Антонио посмотрел на Жакомо с таким видом, будто хотел сказать: «Черт меня возьми, если я хоть что-нибудь понимаю во всем этом!» Но Жакомо, казалось, не понял этого вопросительного взгляда и, выйдя из пещеры, продолжал прогулку, Антонио пошел за ним. Он опять вернулся к мысли, что крестьяне, пользуясь ночью, доставляли шайке продовольствие.

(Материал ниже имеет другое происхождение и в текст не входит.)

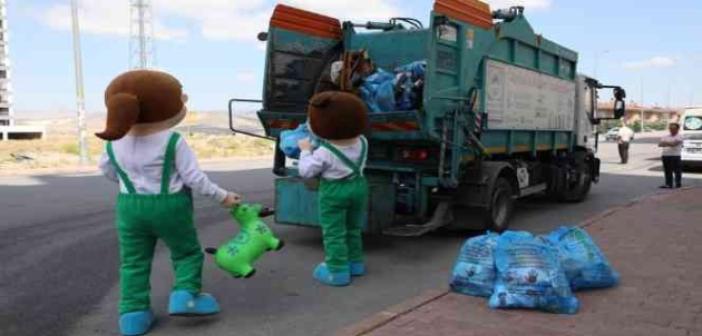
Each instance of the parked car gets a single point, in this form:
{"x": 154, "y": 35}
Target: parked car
{"x": 612, "y": 134}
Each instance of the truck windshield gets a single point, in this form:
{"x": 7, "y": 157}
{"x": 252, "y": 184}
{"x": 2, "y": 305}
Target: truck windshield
{"x": 693, "y": 123}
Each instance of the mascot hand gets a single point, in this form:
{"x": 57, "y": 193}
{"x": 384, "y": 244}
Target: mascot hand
{"x": 304, "y": 144}
{"x": 231, "y": 200}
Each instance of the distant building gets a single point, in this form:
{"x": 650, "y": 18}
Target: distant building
{"x": 8, "y": 129}
{"x": 651, "y": 114}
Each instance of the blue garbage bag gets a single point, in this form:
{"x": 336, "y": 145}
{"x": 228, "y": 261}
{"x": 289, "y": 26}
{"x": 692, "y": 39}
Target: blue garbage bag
{"x": 582, "y": 260}
{"x": 474, "y": 270}
{"x": 289, "y": 139}
{"x": 378, "y": 91}
{"x": 417, "y": 70}
{"x": 409, "y": 82}
{"x": 529, "y": 275}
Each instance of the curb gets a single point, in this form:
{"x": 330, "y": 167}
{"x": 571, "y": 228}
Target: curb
{"x": 387, "y": 315}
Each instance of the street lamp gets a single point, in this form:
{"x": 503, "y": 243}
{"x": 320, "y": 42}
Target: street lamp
{"x": 80, "y": 96}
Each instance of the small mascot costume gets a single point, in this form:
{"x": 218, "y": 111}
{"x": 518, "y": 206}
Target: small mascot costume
{"x": 338, "y": 119}
{"x": 156, "y": 171}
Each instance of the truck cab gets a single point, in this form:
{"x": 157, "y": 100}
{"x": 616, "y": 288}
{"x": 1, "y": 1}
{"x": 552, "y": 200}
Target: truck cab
{"x": 691, "y": 131}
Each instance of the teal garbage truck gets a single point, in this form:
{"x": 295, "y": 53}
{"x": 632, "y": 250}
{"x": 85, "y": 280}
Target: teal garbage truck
{"x": 502, "y": 113}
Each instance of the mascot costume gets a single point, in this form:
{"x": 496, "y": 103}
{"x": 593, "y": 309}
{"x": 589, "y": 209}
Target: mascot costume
{"x": 338, "y": 119}
{"x": 156, "y": 171}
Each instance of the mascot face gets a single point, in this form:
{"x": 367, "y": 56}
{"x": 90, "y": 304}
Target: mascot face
{"x": 148, "y": 99}
{"x": 336, "y": 115}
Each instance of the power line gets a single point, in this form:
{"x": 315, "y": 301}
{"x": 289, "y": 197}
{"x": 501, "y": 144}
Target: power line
{"x": 141, "y": 28}
{"x": 80, "y": 95}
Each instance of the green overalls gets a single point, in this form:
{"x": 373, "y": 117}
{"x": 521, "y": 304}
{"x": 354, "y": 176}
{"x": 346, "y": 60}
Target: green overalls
{"x": 342, "y": 210}
{"x": 141, "y": 220}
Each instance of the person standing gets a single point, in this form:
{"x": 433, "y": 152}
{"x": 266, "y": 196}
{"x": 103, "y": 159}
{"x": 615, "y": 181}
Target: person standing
{"x": 624, "y": 138}
{"x": 671, "y": 148}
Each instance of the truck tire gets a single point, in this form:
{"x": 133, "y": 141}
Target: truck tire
{"x": 501, "y": 207}
{"x": 576, "y": 189}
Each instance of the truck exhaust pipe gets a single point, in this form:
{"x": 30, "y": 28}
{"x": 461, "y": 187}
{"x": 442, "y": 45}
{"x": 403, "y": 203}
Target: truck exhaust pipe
{"x": 508, "y": 15}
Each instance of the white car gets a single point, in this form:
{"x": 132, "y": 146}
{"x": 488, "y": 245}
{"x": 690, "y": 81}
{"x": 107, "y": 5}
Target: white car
{"x": 612, "y": 134}
{"x": 691, "y": 131}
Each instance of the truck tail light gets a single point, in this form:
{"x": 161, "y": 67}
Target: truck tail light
{"x": 414, "y": 154}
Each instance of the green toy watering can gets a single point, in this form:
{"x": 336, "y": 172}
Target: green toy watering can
{"x": 238, "y": 255}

Остальная часть дня прошла без всяких разговоров о кухне и о съестном. Очевидно, всякий боялся, затея подобный разговор, по-настоящему пробудить голод, который в глубине желудка каждого из разбойников уже давал себя чувствовать.

В девять часов вечера капитан назначил Антонио стать на стражу. Тот взял карабин, надел пояс с патронами и сделал движение, чтобы занять свой пост, но, вдруг остановившись, спросил:

— Капитан, если кто-либо подойдет ко мне, велите стрелять?

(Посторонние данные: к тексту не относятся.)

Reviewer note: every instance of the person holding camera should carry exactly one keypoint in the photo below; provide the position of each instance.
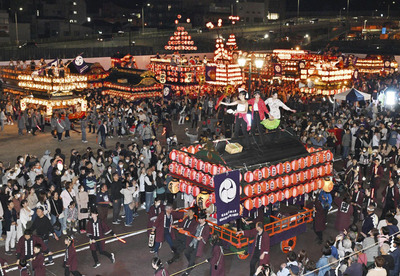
(261, 246)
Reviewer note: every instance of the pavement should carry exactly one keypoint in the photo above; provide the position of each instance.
(133, 257)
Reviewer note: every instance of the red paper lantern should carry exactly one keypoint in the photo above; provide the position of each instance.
(265, 171)
(287, 167)
(195, 191)
(172, 155)
(248, 190)
(272, 170)
(295, 165)
(257, 175)
(287, 193)
(248, 177)
(265, 200)
(257, 202)
(279, 168)
(248, 204)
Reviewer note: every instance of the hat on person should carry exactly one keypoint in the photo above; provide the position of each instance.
(294, 269)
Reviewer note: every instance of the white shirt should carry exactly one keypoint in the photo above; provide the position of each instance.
(274, 105)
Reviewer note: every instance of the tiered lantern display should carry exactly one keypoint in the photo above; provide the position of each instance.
(180, 41)
(267, 184)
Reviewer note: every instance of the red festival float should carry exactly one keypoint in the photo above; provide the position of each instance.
(285, 171)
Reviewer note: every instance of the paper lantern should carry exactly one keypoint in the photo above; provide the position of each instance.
(279, 182)
(301, 176)
(286, 181)
(249, 191)
(264, 186)
(279, 168)
(287, 167)
(195, 191)
(272, 198)
(191, 150)
(173, 186)
(186, 160)
(214, 169)
(302, 163)
(266, 172)
(300, 189)
(172, 155)
(265, 200)
(272, 170)
(257, 175)
(257, 189)
(248, 204)
(328, 186)
(272, 185)
(248, 177)
(199, 165)
(287, 193)
(257, 202)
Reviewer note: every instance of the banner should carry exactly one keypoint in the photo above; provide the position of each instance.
(277, 69)
(80, 65)
(167, 91)
(227, 196)
(211, 73)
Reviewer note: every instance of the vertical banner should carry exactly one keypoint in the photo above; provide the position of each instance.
(227, 196)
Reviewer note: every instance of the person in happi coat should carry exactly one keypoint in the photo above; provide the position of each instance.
(70, 258)
(261, 243)
(217, 260)
(198, 242)
(185, 227)
(153, 213)
(157, 265)
(97, 229)
(344, 214)
(163, 228)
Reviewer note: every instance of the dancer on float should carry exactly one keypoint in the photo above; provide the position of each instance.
(241, 121)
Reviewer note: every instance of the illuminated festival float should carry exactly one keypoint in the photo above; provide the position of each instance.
(233, 184)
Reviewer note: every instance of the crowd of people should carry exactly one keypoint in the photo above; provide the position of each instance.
(66, 192)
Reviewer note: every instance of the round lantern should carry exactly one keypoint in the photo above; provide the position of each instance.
(191, 150)
(328, 185)
(302, 163)
(248, 204)
(257, 202)
(173, 186)
(295, 165)
(202, 199)
(279, 182)
(279, 168)
(195, 191)
(257, 175)
(172, 155)
(265, 200)
(287, 167)
(186, 160)
(199, 165)
(287, 193)
(272, 185)
(272, 170)
(248, 177)
(272, 198)
(172, 167)
(214, 169)
(294, 191)
(257, 189)
(265, 171)
(286, 181)
(248, 190)
(300, 189)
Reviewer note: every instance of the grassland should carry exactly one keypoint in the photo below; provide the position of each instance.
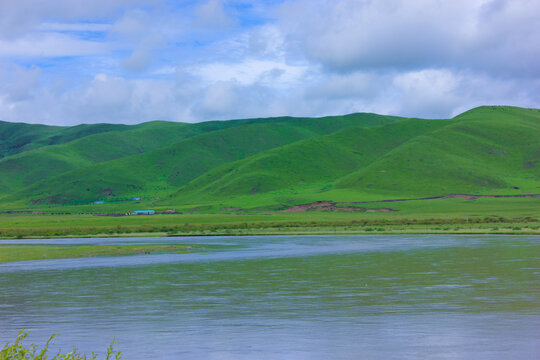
(250, 176)
(481, 215)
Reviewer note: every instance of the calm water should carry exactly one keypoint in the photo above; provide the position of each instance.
(290, 297)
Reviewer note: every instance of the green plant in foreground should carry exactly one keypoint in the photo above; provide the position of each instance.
(17, 351)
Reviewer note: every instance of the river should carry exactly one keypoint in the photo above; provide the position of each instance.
(287, 297)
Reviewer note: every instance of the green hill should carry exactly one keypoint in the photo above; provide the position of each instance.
(315, 161)
(19, 137)
(29, 167)
(160, 172)
(261, 162)
(485, 151)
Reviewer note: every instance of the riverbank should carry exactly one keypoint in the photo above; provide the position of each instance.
(23, 252)
(439, 216)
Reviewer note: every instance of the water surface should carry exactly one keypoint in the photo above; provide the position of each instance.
(287, 297)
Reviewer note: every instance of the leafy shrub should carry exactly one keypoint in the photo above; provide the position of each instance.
(17, 351)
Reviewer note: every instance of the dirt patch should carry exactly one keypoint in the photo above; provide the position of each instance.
(330, 206)
(107, 192)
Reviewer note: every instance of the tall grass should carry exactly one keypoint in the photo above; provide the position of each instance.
(18, 351)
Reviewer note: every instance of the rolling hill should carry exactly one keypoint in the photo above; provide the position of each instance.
(487, 150)
(160, 172)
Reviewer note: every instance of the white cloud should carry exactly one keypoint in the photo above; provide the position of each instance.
(50, 45)
(18, 83)
(212, 14)
(250, 71)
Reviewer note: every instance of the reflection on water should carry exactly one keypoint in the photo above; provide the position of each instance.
(290, 297)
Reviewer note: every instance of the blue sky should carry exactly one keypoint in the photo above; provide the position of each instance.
(66, 62)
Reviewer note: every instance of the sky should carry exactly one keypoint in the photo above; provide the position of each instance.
(66, 62)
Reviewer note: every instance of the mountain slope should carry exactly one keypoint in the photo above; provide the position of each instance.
(19, 137)
(487, 150)
(315, 161)
(31, 166)
(160, 172)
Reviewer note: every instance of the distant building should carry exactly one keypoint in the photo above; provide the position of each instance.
(143, 212)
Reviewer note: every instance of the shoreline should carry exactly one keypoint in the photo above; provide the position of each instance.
(509, 229)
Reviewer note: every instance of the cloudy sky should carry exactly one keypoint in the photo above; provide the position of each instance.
(66, 62)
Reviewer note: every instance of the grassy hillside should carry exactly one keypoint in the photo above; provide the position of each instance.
(279, 162)
(19, 137)
(315, 161)
(32, 166)
(160, 172)
(485, 151)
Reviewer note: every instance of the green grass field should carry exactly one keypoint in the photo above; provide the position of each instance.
(16, 252)
(221, 175)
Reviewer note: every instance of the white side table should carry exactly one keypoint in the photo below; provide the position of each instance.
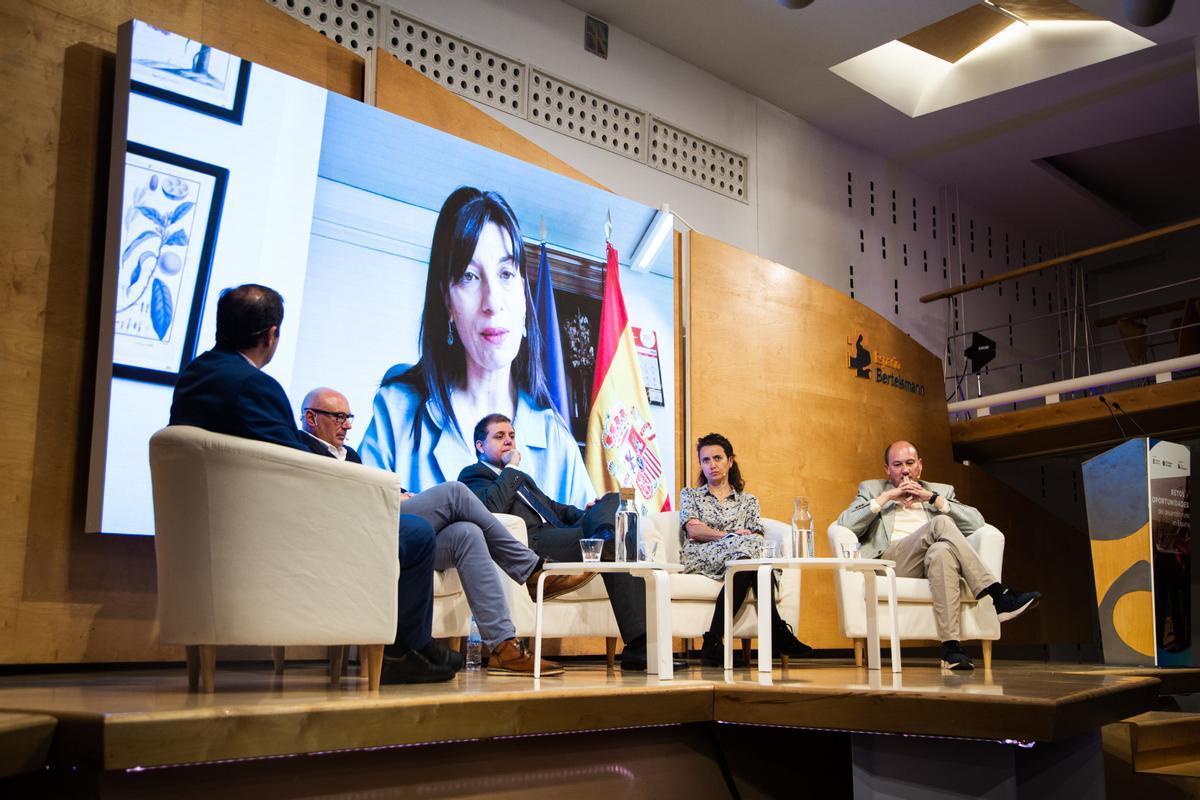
(659, 659)
(765, 566)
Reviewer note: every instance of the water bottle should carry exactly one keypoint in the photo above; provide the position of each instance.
(804, 543)
(474, 648)
(627, 528)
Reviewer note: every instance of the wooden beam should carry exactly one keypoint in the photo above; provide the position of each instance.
(1168, 410)
(1061, 259)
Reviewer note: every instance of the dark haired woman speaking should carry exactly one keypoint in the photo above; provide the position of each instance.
(480, 354)
(720, 523)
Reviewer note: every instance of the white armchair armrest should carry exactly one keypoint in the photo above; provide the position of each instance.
(989, 543)
(516, 527)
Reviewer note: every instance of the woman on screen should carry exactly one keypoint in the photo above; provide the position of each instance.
(720, 522)
(480, 354)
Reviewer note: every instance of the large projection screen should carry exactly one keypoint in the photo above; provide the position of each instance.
(225, 173)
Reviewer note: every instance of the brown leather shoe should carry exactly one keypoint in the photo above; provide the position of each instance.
(511, 659)
(557, 584)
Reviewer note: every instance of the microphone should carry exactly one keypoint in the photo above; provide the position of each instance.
(1120, 427)
(1128, 416)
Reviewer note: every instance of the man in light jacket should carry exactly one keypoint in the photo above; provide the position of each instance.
(923, 528)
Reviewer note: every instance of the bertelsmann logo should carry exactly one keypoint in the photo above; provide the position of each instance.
(887, 367)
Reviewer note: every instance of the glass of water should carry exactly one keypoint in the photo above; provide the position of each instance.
(592, 548)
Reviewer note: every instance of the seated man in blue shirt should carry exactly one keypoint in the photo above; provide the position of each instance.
(556, 529)
(226, 391)
(469, 539)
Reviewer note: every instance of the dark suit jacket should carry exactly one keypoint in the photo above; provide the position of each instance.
(498, 492)
(318, 446)
(222, 392)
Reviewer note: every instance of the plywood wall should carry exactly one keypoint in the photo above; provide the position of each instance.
(66, 596)
(769, 362)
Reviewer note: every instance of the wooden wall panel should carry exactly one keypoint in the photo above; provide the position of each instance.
(66, 596)
(768, 353)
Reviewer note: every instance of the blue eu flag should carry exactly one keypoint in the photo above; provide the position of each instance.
(552, 343)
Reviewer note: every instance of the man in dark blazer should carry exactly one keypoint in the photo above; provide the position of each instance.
(226, 391)
(555, 529)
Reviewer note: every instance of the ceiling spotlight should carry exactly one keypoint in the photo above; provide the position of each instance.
(1145, 13)
(981, 353)
(1005, 12)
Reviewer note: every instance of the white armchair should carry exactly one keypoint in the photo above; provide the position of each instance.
(694, 596)
(585, 612)
(258, 543)
(915, 603)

— Конечно, — ответил Жакомо.

— А если бы это были…

— Кто?

— Вы понимаете…

— Нет.

— Друг, например.

— Друг? — повторил капитан. — Дурень! Что же он к нам с неба спустится? Мы слишком хорошо спрятаны, чтобы он мог к нам придти по земле.

Ночь прошла спокойно, и ни друг, ни недруг не смутили бдительности Антонио. С наступлением дня капитан приказал его сменить. Антонио пришел на площадку, чтобы услышать, как капитан по-вчерашнему скажет одному из товарищей: «Твой черед». И, как вчера, назначенный ушел, не говоря ни слова, в сопровождении других.

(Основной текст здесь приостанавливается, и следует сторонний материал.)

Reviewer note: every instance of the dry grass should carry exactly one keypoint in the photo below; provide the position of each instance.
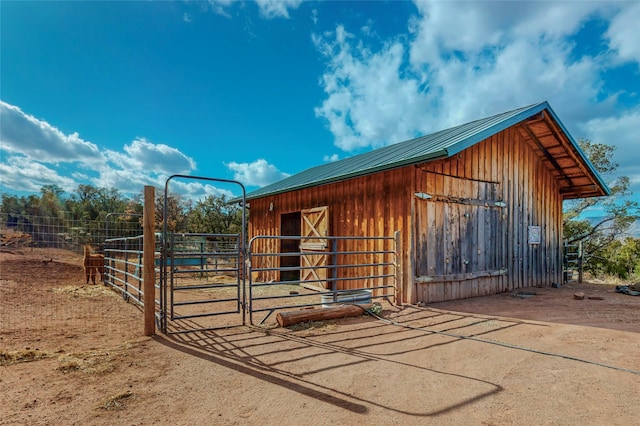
(92, 362)
(85, 291)
(117, 402)
(26, 355)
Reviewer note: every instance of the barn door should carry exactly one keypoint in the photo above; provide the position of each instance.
(313, 248)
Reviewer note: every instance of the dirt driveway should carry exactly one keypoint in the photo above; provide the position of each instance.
(74, 354)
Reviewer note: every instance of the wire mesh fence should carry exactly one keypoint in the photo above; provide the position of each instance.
(43, 286)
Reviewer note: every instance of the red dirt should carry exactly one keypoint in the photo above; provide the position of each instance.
(91, 365)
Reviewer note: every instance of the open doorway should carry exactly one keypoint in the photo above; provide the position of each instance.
(290, 225)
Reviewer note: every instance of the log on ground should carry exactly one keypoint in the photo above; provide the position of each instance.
(286, 319)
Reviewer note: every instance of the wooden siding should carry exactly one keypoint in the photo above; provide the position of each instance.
(453, 245)
(467, 244)
(374, 205)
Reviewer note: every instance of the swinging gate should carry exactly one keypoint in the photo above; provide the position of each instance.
(201, 275)
(209, 281)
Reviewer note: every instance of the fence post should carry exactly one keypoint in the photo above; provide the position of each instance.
(148, 259)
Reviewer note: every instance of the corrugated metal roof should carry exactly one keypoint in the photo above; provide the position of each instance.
(441, 144)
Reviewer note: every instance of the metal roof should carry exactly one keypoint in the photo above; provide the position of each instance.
(441, 144)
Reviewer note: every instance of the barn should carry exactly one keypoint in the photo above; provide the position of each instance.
(478, 207)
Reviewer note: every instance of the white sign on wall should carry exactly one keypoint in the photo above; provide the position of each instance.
(534, 235)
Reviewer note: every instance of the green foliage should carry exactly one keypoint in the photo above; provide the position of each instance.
(620, 259)
(91, 205)
(215, 216)
(601, 236)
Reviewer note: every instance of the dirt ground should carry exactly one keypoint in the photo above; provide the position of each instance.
(75, 354)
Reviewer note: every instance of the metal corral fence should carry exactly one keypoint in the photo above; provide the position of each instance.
(351, 270)
(64, 232)
(202, 277)
(123, 267)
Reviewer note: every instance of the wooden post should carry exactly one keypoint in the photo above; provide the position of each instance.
(397, 236)
(286, 319)
(148, 262)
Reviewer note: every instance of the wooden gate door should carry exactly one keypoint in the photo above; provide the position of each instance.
(313, 248)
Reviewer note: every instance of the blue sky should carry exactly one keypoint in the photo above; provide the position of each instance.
(124, 94)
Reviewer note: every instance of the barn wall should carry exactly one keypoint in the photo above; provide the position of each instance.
(375, 205)
(493, 241)
(466, 249)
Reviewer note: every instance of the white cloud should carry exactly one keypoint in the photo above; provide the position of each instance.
(277, 8)
(36, 139)
(29, 146)
(369, 102)
(258, 173)
(623, 33)
(269, 9)
(621, 132)
(331, 158)
(460, 62)
(21, 173)
(159, 158)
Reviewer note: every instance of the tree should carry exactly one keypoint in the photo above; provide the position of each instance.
(618, 212)
(214, 215)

Антонио едва стоял на ногах от утомления: он не отдыхал в течение двух суток. Отыскав небольшую тень, Антонио сделал себе из вереска подушку, завернулся в свой плащ и проспал со сжатыми кулаками, пока его не разбудили и не позвали обедать.

Трапеза на этот раз была так же, как и вчера, из очень вкусной дичи. Антонио опять отметил ту же правильность дележки, то же изобилие воды, то же отсутствие хлеба.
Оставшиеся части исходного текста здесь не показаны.